12. As per the laws of interpretation, hence, as of now, a factory engaged exclusively in the manufacture of coffee or tea would be entitled exemption as a seasonal factory, reading Sections 1(4) and 2 (19A). However, if it is also engaged in blending, packing or repacking of tea or coffee, exclusively or with the manufacture of coffee, then it will fall under the definition of seasonal factory, only if it is working for a period not exceeding seven months. Admittedly, the appellant’s factory is engaged in 8 manufacture of coffee as also manufacturing of chicory, which is blended with coffee and also engaged in packing & repacking. The appellant’s factory works for more than seven months, in which event, it does not fall under the definition of seasonal factory. We say this, with due respect to the three Judge Bench decision which held otherwise. The appellant’s factory, according to us, is not exclusively engaged in the manufacturing of coffee nor is it one working for less than seven months, being engaged in manufacturing alongwith blending, packing and repacking.

13. There is also the much larger issue of a seasonal factory, which in normal parlance, cannot be working for the entire year. No doubt, the Legislature could provide for specific activities to be considered as seasonal, which was provided in the earlier definition where the exclusive manufacture of coffee and the incidental or connected processes were deemed to be seasonal in character; probably realizing that such factories could not be, in reality, operated throughout the year.

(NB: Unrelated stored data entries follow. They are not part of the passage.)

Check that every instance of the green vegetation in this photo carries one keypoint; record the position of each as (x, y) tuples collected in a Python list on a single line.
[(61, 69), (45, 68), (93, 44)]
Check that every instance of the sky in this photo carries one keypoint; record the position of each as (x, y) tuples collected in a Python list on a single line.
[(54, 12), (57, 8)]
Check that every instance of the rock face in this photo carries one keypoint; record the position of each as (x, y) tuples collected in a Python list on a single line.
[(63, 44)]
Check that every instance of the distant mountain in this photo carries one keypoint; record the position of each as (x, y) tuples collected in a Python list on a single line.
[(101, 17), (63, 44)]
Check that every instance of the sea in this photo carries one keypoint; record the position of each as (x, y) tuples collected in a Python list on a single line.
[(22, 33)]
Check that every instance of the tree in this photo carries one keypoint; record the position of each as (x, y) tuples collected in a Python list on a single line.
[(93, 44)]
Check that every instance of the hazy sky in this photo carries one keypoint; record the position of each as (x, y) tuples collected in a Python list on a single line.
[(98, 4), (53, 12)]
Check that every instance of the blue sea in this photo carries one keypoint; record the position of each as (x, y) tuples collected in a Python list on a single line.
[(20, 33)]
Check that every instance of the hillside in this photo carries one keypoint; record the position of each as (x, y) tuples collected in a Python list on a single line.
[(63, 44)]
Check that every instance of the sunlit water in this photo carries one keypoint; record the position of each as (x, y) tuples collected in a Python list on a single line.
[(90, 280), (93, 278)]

However, by virtue of the experience acquired over the years and the information gathered, the legislature in its wisdom though it fit to remove blending, packing and repacking from the incidental or connected processes of manufacture of coffee or tea and specified a maximum period of engagement, if engaged in such incidental activities, for the factory to be considered as seasonal. Hence, if the factory is engaged in manufacture of coffee and working only for seven months in reality, it would come within the definition of seasonal factory. But if it works for the entire twelve months and is engaged 9 in the manufacturing of coffee as also blending, packing, or repacking, then it cannot be said to be engaged in the exclusive manufacture of tea or coffee, which takes it away from the first limb of the definition and if it is working for more than seven months, it stands excluded, statutorily from the second limb also.

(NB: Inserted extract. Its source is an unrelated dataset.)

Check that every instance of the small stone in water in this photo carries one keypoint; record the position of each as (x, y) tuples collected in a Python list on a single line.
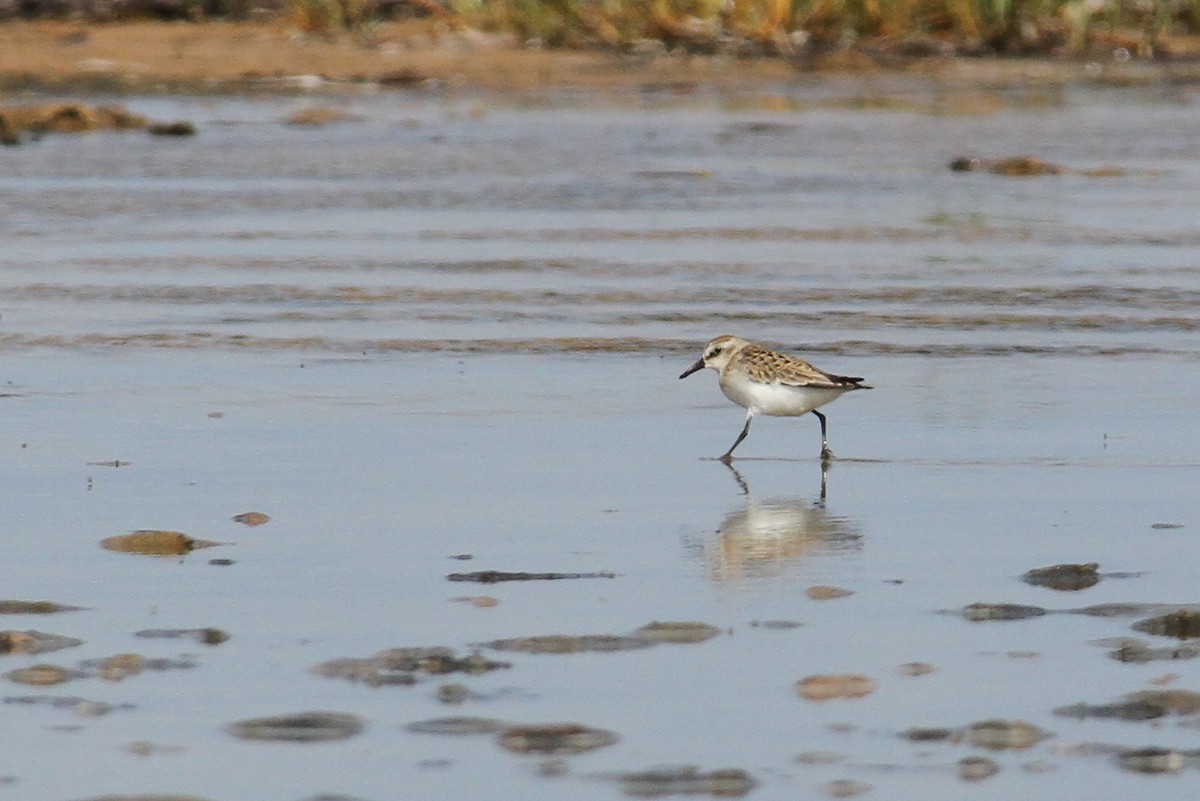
[(1005, 734), (976, 769), (825, 687), (301, 727), (555, 739)]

14. We are a Bench of lesser denomination and in order to get a final, conclusive and unambiguous decision in the matter, it will be necessary in the interest of justice that the present matter be placed before a three Judge Bench for reconsideration as it is difficult for us to accept that the amendment bringing in a maximum working period of seven months; which has been incorporated in 1966 and reiterated in 1989 amendment is an inclusive definition clause and not an exhaustive clause defining what is a seasonal factory. Even now a factory exclusively manufacturing coffee will be a seasonal factory since it is statutorily presumed that it cannot work for the whole year. But when it is engaged in blending and packing, it could work for the entire year, which then would take it away from the definition of seasonal factory and permitted exemption only if it works for less than seven months.

15. In any case this is a matter which needs a final determination and consequently, we request the Chief Justice of India to pass orders on the administrative side for placing it before a Three Judge Bench to decide whether a reconsideration is necessary.